Bien à vous, avec la croustillance d’une cuisson à point, et les petits bonheurs du chocolatier.
jobougon, joueuse amatrice de jeux de joies à temps partiel,
Merci Jo de ce p’tit déj de mots que vous m’offrez présentement et mon beau sourire du matin entre la douche rieuse et le levain du soleil qui s’approche à grands rayons me voilà à commencer une belle journée … Belle journée à vous Jo … 🙂
Eh Jo, l’actualité étant que sera l’éternité quand on passera tous par le chas (ou par la chasse, ou chassés, euh non aspirés, oh bref, je ne sais plus) d’un trou noir ? Bravo, et vivent les fourmis et naissent les épis
Sera-ce l’accouchement de notre ancien univers dans une nouvelle dimension en passant par un trou noir ?

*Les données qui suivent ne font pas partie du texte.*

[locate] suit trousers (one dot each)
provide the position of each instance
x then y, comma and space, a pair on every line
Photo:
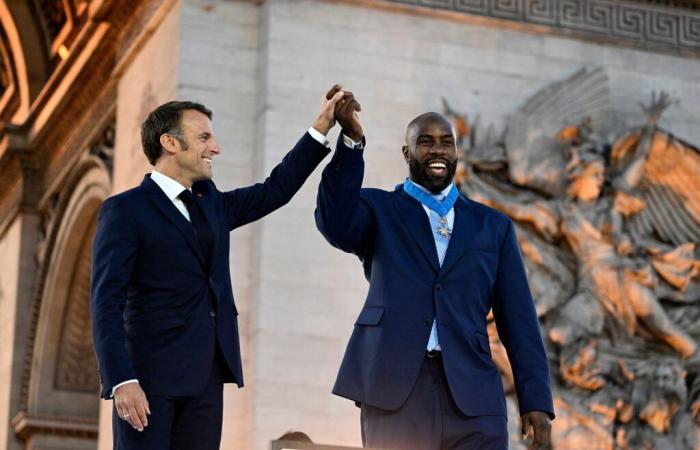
179, 423
431, 420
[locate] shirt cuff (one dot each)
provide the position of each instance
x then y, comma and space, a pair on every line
318, 137
349, 142
122, 384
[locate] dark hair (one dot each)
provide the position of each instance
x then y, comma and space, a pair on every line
166, 119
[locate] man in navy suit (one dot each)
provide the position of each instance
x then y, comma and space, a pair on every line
418, 362
163, 314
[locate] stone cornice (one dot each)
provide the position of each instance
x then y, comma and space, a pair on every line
669, 27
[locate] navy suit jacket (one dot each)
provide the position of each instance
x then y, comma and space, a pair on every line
157, 306
482, 270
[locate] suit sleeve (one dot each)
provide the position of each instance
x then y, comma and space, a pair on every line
343, 217
519, 329
113, 255
245, 205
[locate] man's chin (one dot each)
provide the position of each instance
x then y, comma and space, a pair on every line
437, 186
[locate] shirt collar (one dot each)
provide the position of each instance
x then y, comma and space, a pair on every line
442, 194
170, 187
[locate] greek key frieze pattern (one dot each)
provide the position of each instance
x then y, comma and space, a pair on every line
639, 24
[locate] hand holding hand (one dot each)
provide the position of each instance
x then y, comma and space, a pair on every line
131, 405
326, 117
536, 425
346, 114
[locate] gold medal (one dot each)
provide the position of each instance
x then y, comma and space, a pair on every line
443, 229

Ah ben mince alors, la Jungle de Lam a pris racine ici ! Si j’avais su ! Le monde d’Ursule est petit !
Le volume du « bocal de l’univers » acceptera-t-il de perdre de vue le « grain de Zizanie » qui pourrait naître de cette communion entre nos esprits ?
😉
Un grain nommé de la sorte car n’ayant, pour seule zizanie, que l’action de s’être décalé d’une droite AB dans l’idée de construire une figure tétraèdrement constituée.
Réponse : Oui !
J’ai rêvé…
https://www.cairn.info/revue-poesie-2009-1-page-55.htm
Merci Jo…
J’ai parcouru l’article rapidement ; j’y reviendrai plus longuement.
🙂
Ainsi parlait ZaraBougonthoustra.
•.¸¸.•*`*•.¸¸☆
Je dois admettre que la formule est très nietzschéenne, chère Dame Straussélestinoza ! Me voici plus que qu’ensoleillée de tels propos aimables.
❤ ❤ ❤
Une planète un peu « folle », mais finalement pas beaucoup plus que la nôtre et des zêtres très zétranges…qui obtiennent leur mutation alors qu’ils ne l’ont pas demandée…

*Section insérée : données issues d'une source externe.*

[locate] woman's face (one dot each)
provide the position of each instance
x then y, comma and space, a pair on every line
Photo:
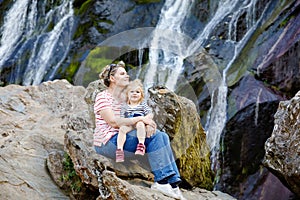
120, 78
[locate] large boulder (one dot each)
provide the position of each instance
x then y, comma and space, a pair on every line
282, 156
31, 126
178, 117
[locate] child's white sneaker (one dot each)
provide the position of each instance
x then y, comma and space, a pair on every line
165, 189
179, 193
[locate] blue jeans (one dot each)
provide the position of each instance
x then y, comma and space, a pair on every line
158, 149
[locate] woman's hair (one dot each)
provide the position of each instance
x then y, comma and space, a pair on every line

Z’aime beaucoup…ta folie douce..
(douce et piquante à la fois !)
épi aussi tes zeux de mots !
je trouve enfin (j’avais égaré ma montre) le temps de venir commenter : hé bien, quelle farfeluterie digne et élégante !
merci Joboug’ de ne jamais hésiter à viser au milieu du désordre sans négliger jamais les moindres brinborions 🙂
Ohh mais quelle imagination! Bravo pour ce texte frais et tout juste « sorti de l’ordinaire ».